Remove the usb stick and reboot.
Hope this helps!
-Jess
Is this a way to remove a MDM profile forever? Or will it still prompt when wiping the disk again.
Cheers Jamie
Hey Jamie,
Yes! By removing the profiles in `private/var/db/ConfigurationProfiles/*` (from a proper shell with permission to do it; this is I’m going in mounting and deleting them from a shell in Budgie / Ubuntu) your mac will no longer have any mdm profile services to talk to, so it shouldn’t be able to get them back 🙂
Cheers!
-Jess
Hello Jess,
Thanks for your reply greatly appreciated.
Does budgie still need to be installed for it too remember that it was removed.
I’m really asking is when I’ve done all this which I’ll try this evening can I wipe everything on mac disk utility and install just mac os big sur so it’s ready too sell on to a new user.
Cheers Jamie
Hey Jamie,
I am using Ubuntu Budgie here from a usb stick (not to be installed on the mac- boot from a usb stick by holding alt/option on startup) just so we can mount –> remove the offending mac os directories from a system privileged to do so (any os will do, just not mac os!). Once the profiles and mdm bits are gone, one hop back over to mac os, upgrade to big sur / catalina etc- the mac should be none the wiser, and should not have any reason to ding the profile service. hope this helps!

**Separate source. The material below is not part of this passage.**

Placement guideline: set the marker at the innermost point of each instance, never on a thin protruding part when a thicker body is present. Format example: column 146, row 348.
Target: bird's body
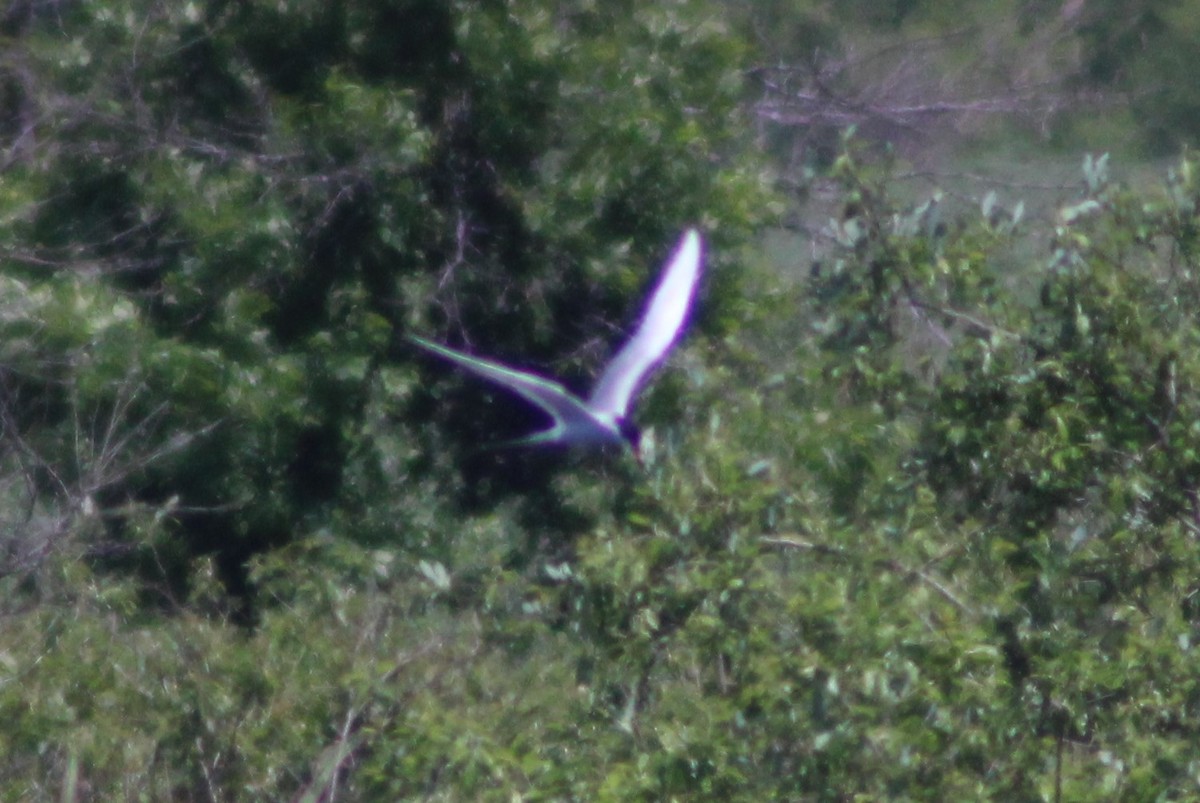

Sorry I meant to say “unknown filesystem type apfs”
After I give command;
sudo mount -o force /dev/sda2 badapple
How did you go around that, I tried both formats apfs and extended journaled
Hola Daniel,
From Budgie / Ubuntu, you can install an APFS driver like this:
`sudo apt-get install libfsapfs-utils -y`
Then mount the filesystem like this:
`sudo fsapfsmount -f 1 /dev/sda2 badapple`
Hope this helps,
-Jess
Any way to do this on Big Sur – that has an APFS filesystem?
Hey Frank,
There is a sort of experimental linux driver you can use to mount APFS on debian / ubuntu-
From Budgie / Ubuntu, install it like this:
`sudo apt-get install libfsapfs-utils -y`
Then mount the filesystem like this:
`sudo fsapfsmount -f 1 /dev/sda2 badapple`
Hope this helps!
-Jess
Thanks Jess.
What I ultimately did was this:
https://apple.stackexchange.com/questions/297293/turning-off-device-enrollment-notifications-on-macbook-pro
See the section on Big Sur to Disable MDM notifications.
Thanks for your help.
This was so helpful!
I found a showstopper. If ‘Startup Security Utility’ is set to prohibit booting from external media, it won’t boot from the USB drive.